Unfortunately and bizarrely, I haven’t been able to reproduce this in a unit test. When I add newlines to a quoted field in a test CSV, I get no such error; the field parses as it should. This is true whether I add carriage returns or not.

@mksd @mksrom I’m going to continue investigating, but do either of you have any intuitions about what might be going on?

Thanks!

Note that I first ran into this error (and was unable to reproduce it) on 6f5032b, prior to the OpenCSV upgrade to 4.5. I had hoped that the upgrade would fix exactly this problem.

Isn’t the carriage return ^M? That’s the DOS one right? The weirdest thing is the discrepancy between runtime and tests. Is it really for the same CSV file??

I’m actually surprised it works at all. I would ensure that they get Unix’d before being fed to OpenCSV, ie turned into \n. If that’s an option of course.

Alternatively I’d try to narrow it down to a clear cut bug in OpenCSV (outside of Iniz.)

Yeah, I piped a line of the real data onto the test file and got the same result (test passed, no problem).

When I started debugging Iniz in runtime IntelliJ informed me that the source code and bytecode disagree. A different version of Iniz is running in runtime vs in the tests. I’m still wrestling with Maven to get it to point my distro at the correct Iniz package.

You should validate that your test works with Maven, that’s your source of truth. I don’t know what the test class name is but would it be ‘FooTest’ you’d do:

mvn test -Dtest=FooTest -pl api/

Keep me posted.
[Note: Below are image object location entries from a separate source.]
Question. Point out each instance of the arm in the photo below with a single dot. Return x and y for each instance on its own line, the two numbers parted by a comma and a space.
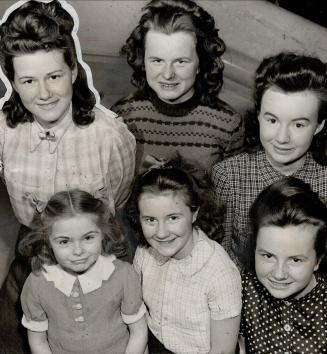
138, 337
122, 164
223, 335
38, 342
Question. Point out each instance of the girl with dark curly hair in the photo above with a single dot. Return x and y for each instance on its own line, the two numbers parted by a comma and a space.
284, 294
175, 53
53, 135
80, 298
286, 137
190, 286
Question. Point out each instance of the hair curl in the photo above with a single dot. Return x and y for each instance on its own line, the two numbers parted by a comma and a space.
38, 26
290, 201
193, 184
170, 16
67, 204
290, 72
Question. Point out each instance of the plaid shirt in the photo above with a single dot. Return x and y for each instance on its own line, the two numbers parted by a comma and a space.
182, 296
98, 158
239, 180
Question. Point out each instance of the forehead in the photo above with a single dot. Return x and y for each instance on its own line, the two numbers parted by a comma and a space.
163, 202
287, 240
293, 105
174, 45
74, 226
39, 62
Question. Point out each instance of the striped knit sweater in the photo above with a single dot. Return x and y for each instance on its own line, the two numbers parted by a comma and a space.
201, 133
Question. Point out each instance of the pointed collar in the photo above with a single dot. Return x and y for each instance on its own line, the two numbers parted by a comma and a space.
199, 257
57, 131
89, 281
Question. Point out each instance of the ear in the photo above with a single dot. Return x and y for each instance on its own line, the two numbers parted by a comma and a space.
195, 215
74, 74
320, 127
317, 265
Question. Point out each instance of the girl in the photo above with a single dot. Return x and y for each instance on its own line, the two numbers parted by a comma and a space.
175, 53
287, 136
52, 135
284, 300
190, 286
80, 298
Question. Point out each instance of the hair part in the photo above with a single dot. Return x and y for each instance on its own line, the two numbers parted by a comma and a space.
290, 72
171, 16
290, 201
37, 26
69, 204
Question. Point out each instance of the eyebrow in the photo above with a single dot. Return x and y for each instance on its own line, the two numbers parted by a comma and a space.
295, 119
48, 74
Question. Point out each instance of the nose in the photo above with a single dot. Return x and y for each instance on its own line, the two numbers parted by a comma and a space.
162, 230
283, 135
280, 271
44, 91
168, 71
77, 249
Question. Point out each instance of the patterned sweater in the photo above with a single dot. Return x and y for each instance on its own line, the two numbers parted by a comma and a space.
201, 133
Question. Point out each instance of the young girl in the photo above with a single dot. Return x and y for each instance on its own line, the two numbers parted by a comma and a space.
80, 298
191, 288
287, 136
175, 53
284, 299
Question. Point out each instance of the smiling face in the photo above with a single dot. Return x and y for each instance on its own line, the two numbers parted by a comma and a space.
285, 259
167, 223
44, 83
76, 242
171, 65
288, 122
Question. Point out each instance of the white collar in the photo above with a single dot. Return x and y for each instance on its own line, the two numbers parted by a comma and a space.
89, 281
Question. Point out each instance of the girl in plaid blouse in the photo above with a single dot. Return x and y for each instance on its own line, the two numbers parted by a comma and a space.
284, 296
190, 286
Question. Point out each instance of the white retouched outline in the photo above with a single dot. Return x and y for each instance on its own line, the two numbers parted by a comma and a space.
70, 9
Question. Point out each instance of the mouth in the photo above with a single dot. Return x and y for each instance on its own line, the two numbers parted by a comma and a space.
47, 106
168, 86
279, 285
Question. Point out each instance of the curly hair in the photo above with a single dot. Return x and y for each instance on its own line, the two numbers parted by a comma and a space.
38, 26
36, 246
170, 16
290, 201
192, 182
290, 72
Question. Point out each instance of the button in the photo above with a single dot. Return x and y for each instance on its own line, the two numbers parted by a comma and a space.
79, 319
287, 327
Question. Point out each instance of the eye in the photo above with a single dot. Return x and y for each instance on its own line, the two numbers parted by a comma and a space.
27, 81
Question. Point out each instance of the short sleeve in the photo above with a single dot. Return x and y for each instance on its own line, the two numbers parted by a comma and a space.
34, 317
225, 294
132, 307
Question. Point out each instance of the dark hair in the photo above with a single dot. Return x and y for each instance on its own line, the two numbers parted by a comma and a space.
179, 176
170, 16
290, 72
290, 201
38, 26
68, 204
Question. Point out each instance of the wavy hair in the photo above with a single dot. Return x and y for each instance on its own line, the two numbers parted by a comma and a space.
38, 26
290, 72
36, 246
193, 184
170, 16
290, 201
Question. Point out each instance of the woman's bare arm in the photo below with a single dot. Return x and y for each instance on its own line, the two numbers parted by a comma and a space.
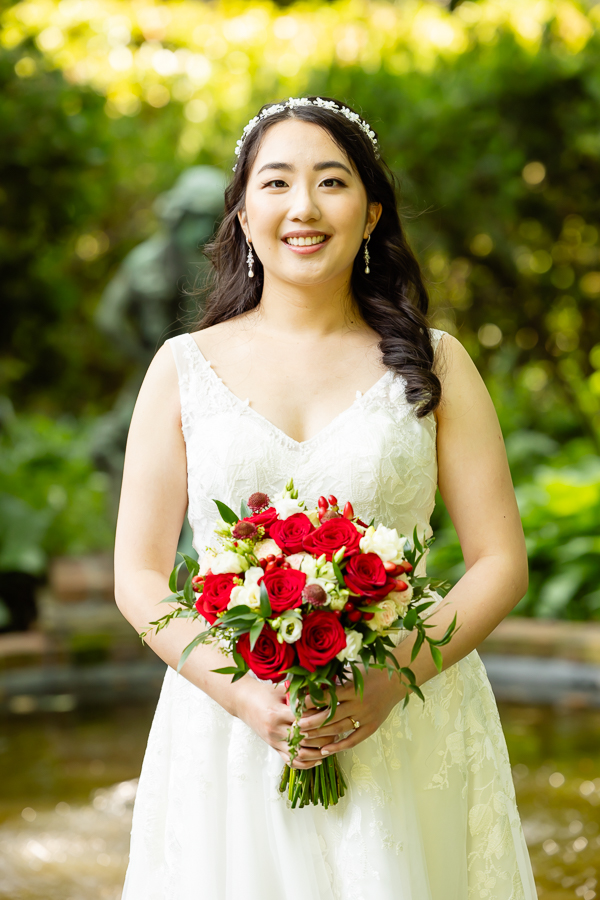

The key point is to figure out whether the bug is in OpenCSV or in Iniz.

Running that command, the test passes.

Ok so you do have a case where the same code is fine within tests but bumps into an issue at runtime…

Could you narrow it down to a bug in OpenCSV?

I got it straightened out. OpenCSV by default doesn’t parse CSVs according to spec – it treats backslash as an escape character. At some point some doctor ended a consult note with a backslash, which the CSV writer, per spec, wrote un-escaped, but which CSVReader read as escaping the field-closing double-quote.

I’ve updated Iniz to use the correctly functioning parser, RFC4180Parser.